QuickTake:
It's a small, simple thing, but better to add a little bit more human connection in the world whenever you can.
“Was someone waving at you?” my husband asked.
We were returning from our customary walk to the railroad tracks on 99E and passing the neighbors’ house, the family with lots of children, and I had just waved enthusiastically at the front window.
“No, no one was waving,” I said, “but when I walk by this house I always think ‘what if one of those cute little kids is in there looking out of that big living room window, and they can see us but we can’t see them because of how the light reflects, and they’re all excited because they know us, and they’re frantically waving, and I don’t wave back?’ That would be terrible.”
Paul said carefully, after a long pause, that such a thought would never in his entire life have occurred to him.
I also wave when we walk by the older gentleman’s house to the south of us, because if Max is sitting in the living room, he can see us clearly but we can’t see him, again because the light reflects off the window, and it would be so sad if we didn’t wave at him.
I also wave when the Amtrak trains go by when I’m working outside, because I know there are real people in there, and maybe they would just love some human connection. They gaze out the window and everyone ignores them until they get to that red barn just north of Harrisburg, and that lady out in her dahlia bed can be counted on to wave with her whole arm high up in the air. “Hello, I see you! Have a nice trip!” she says.

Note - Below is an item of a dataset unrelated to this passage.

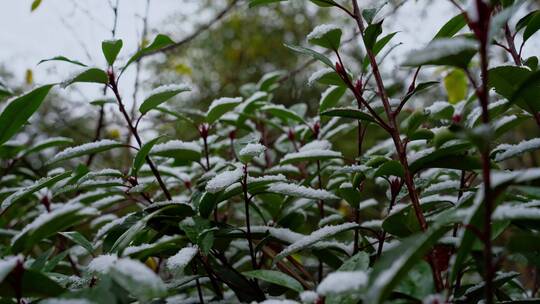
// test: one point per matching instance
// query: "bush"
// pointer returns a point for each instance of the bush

I blame it on growing up in Minnesota where you’re expected to say “Hi” to everyone you encounter in the grocery store and wave to everyone you meet on the road as well as farmers in the field when you drive by. Fellow humans must be acknowledged and not ignored. To do otherwise is rude.

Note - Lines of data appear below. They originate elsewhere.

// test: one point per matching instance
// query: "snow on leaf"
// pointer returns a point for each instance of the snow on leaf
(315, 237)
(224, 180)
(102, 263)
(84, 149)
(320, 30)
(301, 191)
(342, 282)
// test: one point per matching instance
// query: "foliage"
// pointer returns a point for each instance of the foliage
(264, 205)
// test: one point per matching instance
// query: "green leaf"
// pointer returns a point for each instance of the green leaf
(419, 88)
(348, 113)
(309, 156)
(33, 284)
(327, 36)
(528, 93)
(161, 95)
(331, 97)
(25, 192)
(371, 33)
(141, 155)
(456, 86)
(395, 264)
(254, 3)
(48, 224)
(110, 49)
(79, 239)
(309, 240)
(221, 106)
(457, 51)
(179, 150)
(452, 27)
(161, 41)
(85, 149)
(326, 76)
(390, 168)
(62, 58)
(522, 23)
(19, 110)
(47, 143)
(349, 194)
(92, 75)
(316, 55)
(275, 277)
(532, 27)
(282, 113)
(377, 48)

I think it’s a lovely way of life.
There’s a whole range of waves there, from one index finger lifted from the steering wheel — the farmer wave — to the enthusiastic wave and smile when you’re getting the mail and Mrs. Jorgenson from down the road drives by.
There’s also the rarely used window-wiping royalty wave, which I’ve used only once, back in the 1980s when my sister Margaret and I accidentally turned down the parade route one July day in Willmar, Minnesota. While she desperately tried to find a side street to turn onto, I decided to make the most of the moment, waving elaborately and smiling at the crowds on the sidewalk like I was the Meeker County Dairy Princess or maybe even Queen Elizabeth.
Margaret was mortified.
I didn’t realize how my Minnesota ways had rubbed off on my children until we visited my in-laws in Oregon when our oldest son was about 8 years old. He asked if he and a cousin could walk to the Smucker warehouse half a mile away. I said yes, and they left.
Suddenly, my mother-in-law hurried outside and drove off in her car. A few minutes later, she returned. “I looked down the road and saw Matthew waving at truck drivers,” she explained. “So I drove down there and told him not to do that. It’s not safe.”
Later, privately, I told Matt he can wave all he wants. Farmhands in seed trucks on Powerline Road aren’t going to pull off the road to bother a little boy waving. I was happy to see him acting like a Midwesterner.
My mother-in-law grew up in Pennsylvania, and I wasn’t sure if this caution was an East Coast custom or an Oregon rule.
We moved into a house next to Interstate 5 in 1994, and my children loved to walk to the nearby overpass with me and “honk trucks,” our family’s version of waving at passing traffic. The kids would stand at the guard rail and pump their arms up and down when a semi-truck approached on the highway down below. If the driver honked, the kids were thrilled.
One day when Matt and Amy were about 11 and 9 years old, they asked to go by themselves. I said yes, as they had proved their sense and caution on the road.
Soon they came slinking home, wide-eyed and ashamed. A policeman had stopped and told them to go home. He didn’t trust them not to drop rocks on vehicles.
I assured them that we all know they would never do such a thing, but there are bad people who would, and he was only being careful.
In the years since, I’ve concluded that Oregon people wave at people they know and not at random strangers. This creates a problem, though, because it’s often hard to see who’s driving a car until you’re right beside it, and I am terrible at recognizing vehicles.
So I wave a lot, just in case. A few fingers off the steering wheel, a quick wrist wave to drivers when I’m on a walk, even a full-arm wave to the afternoon Southwest plane curving overhead and coming in to land in Eugene.
Connection from one human to another is the goal, and better too much than not enough — that’s what I think, and I’m sure every Minnesotan would agree.